Et ton père ? Sondage exclusif sur la paternité

A la veille de la fête des pères, Alliance VITA a commandé à l’IFOP un sondage sur l’attachement des Français au rôle du père. Révélé par une pleine page du journal La Croix, il a été aussitôt repris par RTL et de nombreux médias.

Mis en ligne le 19 juin 2018 Imprimer Imprimer

Au lendemain de la consultation citoyenne des Etats Généraux de la Bioéthique et à quelques jours de la fêtes des pères, Alliance VITA a voulu connaître l’avis des Français sur la paternité.

Depuis de nombreuses années, Alliance VITA est sensible à cette question en raison de témoignages innombrables reçus sur chacun de ses deux services d’écoute, SOS Bébé et SOS Fin de vie, exprimant pour beaucoup le rôle déterminant ou, à l’inverse l’absence douloureuse des pères lors des grandes épreuves de la vie. En 2015, l’association avait déjà réalisé, avec ses équipes, une grande enquête de rue « Un siècle de filiation » auprès de milliers de Français de tous âges à propos de leurs relations comparées à leur père et à leur mère.
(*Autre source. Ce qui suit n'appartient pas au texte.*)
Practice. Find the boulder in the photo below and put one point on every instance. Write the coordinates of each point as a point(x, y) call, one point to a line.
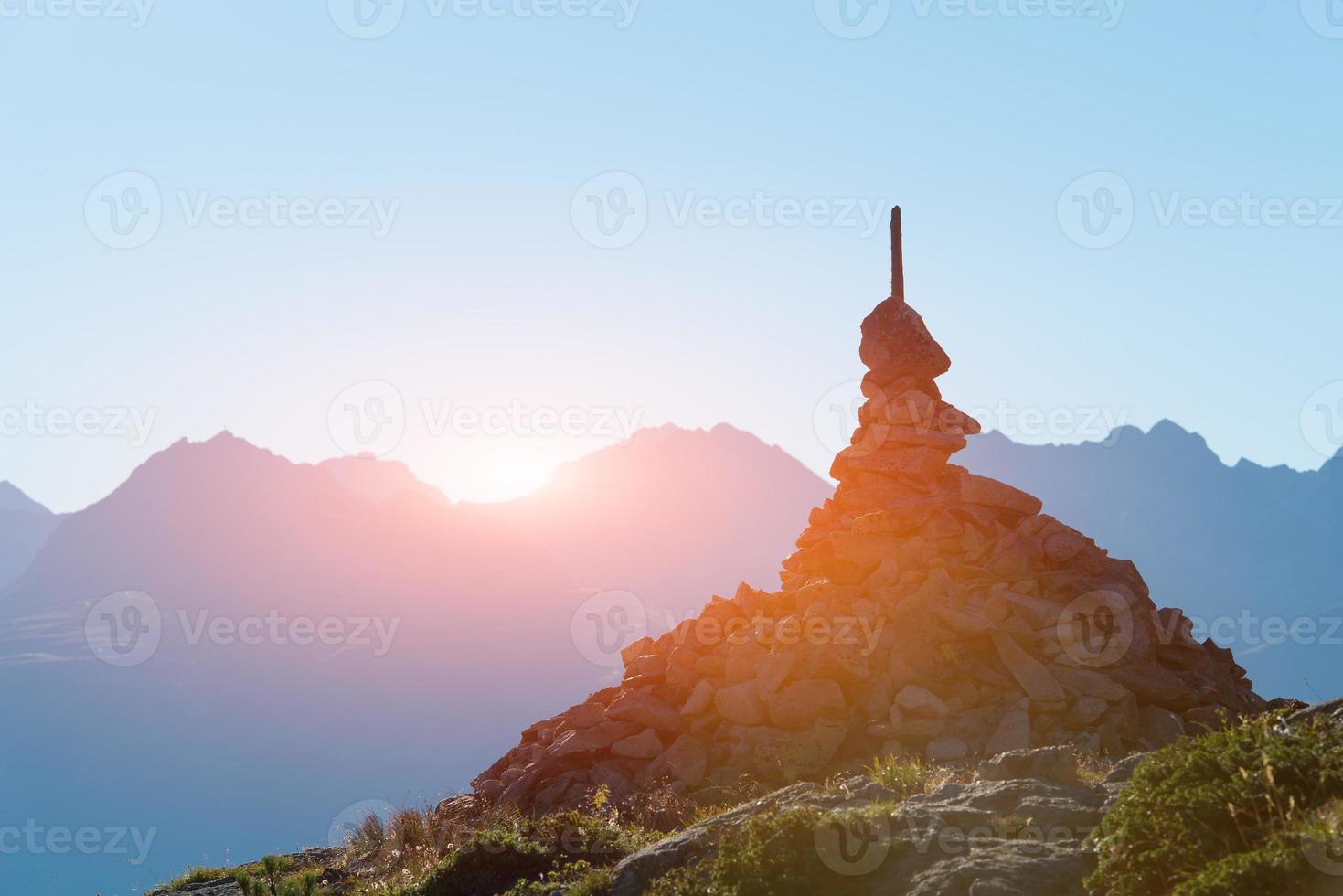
point(741, 704)
point(645, 710)
point(1013, 732)
point(798, 753)
point(645, 744)
point(685, 761)
point(1030, 673)
point(922, 703)
point(1160, 726)
point(801, 704)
Le verdict est sans appel !

93% des Français considèrent que « les pères ont un rôle essentiel pour les enfants » et pour 73% ce rôle est « différent et complémentaire » à celui de la mère.

 

 

 

L’indifférenciation père-mère, promue par certain est largement rejetée par les Français.

Cela se confirme encore davantage quand sont pointées les conséquences de l’absence de père :
85% des Français considèrent qu’elle « peut entraîner chez l’enfant des difficultés personnelles ».

 

 

Enfin, lorsque l’on demande l’avis des Français sur le point sensible de l’ouverture de la PMA sans père aux femmes célibataires ou vivant à deux, 61% des français pensent « qu’il faut privilégier le besoin de chaque enfant d’avoir un père en réservant la PMA aux couples homme-femme ayant un problème médical d’infertilité ».

 

Voir le détail du sondage

Pour Alliance VITA, les résultats de ce sondage témoignent à quel point les Français sont attachés – au travers de la figure du père – à la protection de l’intérêt supérieur de l’enfant.